Kėdainiai, Kėdainiai District Municipality
Aukštaitija
historic urban centre of a multi-confessional town
55.28673, 23.97977
1.5-3 hours
on foot in daylight; a quieter weekday makes the squares and streets easier to read
The old town as a single object
Kėdainiai Old Town is not one square or one attractive facade. The Register of Cultural Property protects it as a historic urban centre of about 87 ha on the right bank of the Nevėžis, whose value comes from the street network, market squares, building fabric, houses of worship, riverfront, and historical layers.
The best way to visit Kėdainiai is on foot. Walk from Didžioji Rinka to Senoji Rinka, turn into Radvilų, Didžioji, Josvainių, and J. Basanavičiaus streets, and watch how the squares, buildings, and sacred landmarks change.
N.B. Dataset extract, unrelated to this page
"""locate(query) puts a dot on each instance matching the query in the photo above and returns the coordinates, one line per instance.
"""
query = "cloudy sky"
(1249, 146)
From 1372 to Magdeburg rights
Kėdainiai is first mentioned in 1372, in Wigand of Marburg's chronicle. Until the mid-fifteenth century it belonged to the grand duke; in 1447 it passed to the Radziwiłłs, and from 1544 to 1614 to the Kiška family. In 1590 Jonas Kiška obtained Magdeburg rights and a coat of arms for the town; the rights were renewed several times later.
These dates matter because the old town is not a late decorative centre. It grew as a place of trade, roads, crafts, and self-government, where the market was not an empty ceremonial square but the economic and legal core of town life.
Radziwiłłs, mausoleum, and a multi-confessional town
In 1614 Kėdainiai passed to the Biržai-Dubingiai branch of the Radziwiłł family and became the centre of Kėdainiai County. From 1627 people of different nationalities and faiths settled freely here: Dutch, Germans, Scottish Reformed settlers, and Jews. A Reformed school founded in 1625 became a gymnasium in 1631. This layer is visible in the town's houses of worship: Evangelical Reformed, Lutheran, St Joseph's, Transfiguration, and St George's churches, as well as the synagogue complex.
The key monument of this era is the Evangelical Reformed Church, wooden in 1629 and brick-built in 1631-1652. Beneath it is the Radziwiłł mausoleum, the only surviving Radziwiłł mausoleum in Lithuania. It holds six unique seventeenth-century sarcophagi, including those of Krzysztof I Radziwiłł the Thunderbolt and Janusz II Radziwiłł; the latter is attributed to Toruń goldsmith Johann Christian Bierpfaff.
Great and Old Market squares
Didžioji Rinka, the Great Market Square, is one of the old town's key points. It gives the strongest sense of a trading town's scale: a square shaped not only for ceremony but for daily movement, markets, and meetings. Historically the old town had several market spaces and a dense street network.
Senoji Rinka, the Old Market, shows another layer: an earlier town centre and a different street logic. Walking between these squares helps explain why Kėdainiai is valuable as urban fabric, not merely as a set of individual monuments.
The 1655 Treaty of Kėdainiai and later breaks
On October 20, 1655, Janusz Radziwiłł and more than 1,100 nobles of the Grand Duchy of Lithuania signed the Treaty of Kėdainiai, ending the union with Poland and forming a union with Sweden, with King Charles X Gustav of Sweden declared Grand Duke of Lithuania. After the 1656 uprising against the Swedes the treaty ceased to apply, but it shows that the town was a space of political decisions.
Later development was shaped by the railway: the Liepāja-Romny line built in 1871 encouraged industry. Town rights were lost in 1817 and restored in 1919. In the old town these layers appear through changing building patterns, street functions, and urban life; in the former manor park, even an eastern-style minaret from around 1880 survives.
Visiting without a ticket
Kėdainiai Old Town is an open urban space, so it has no single opening time or general ticket. Squares, streets, and exterior architecture can be explored independently.
For specific museums, churches, or exhibitions, such as the Radziwiłł mausoleum or the Multicultural Centre, check their separate opening times and tickets. For the old-town route, daylight and comfortable shoes are best, because the street and market structure is only really legible on foot.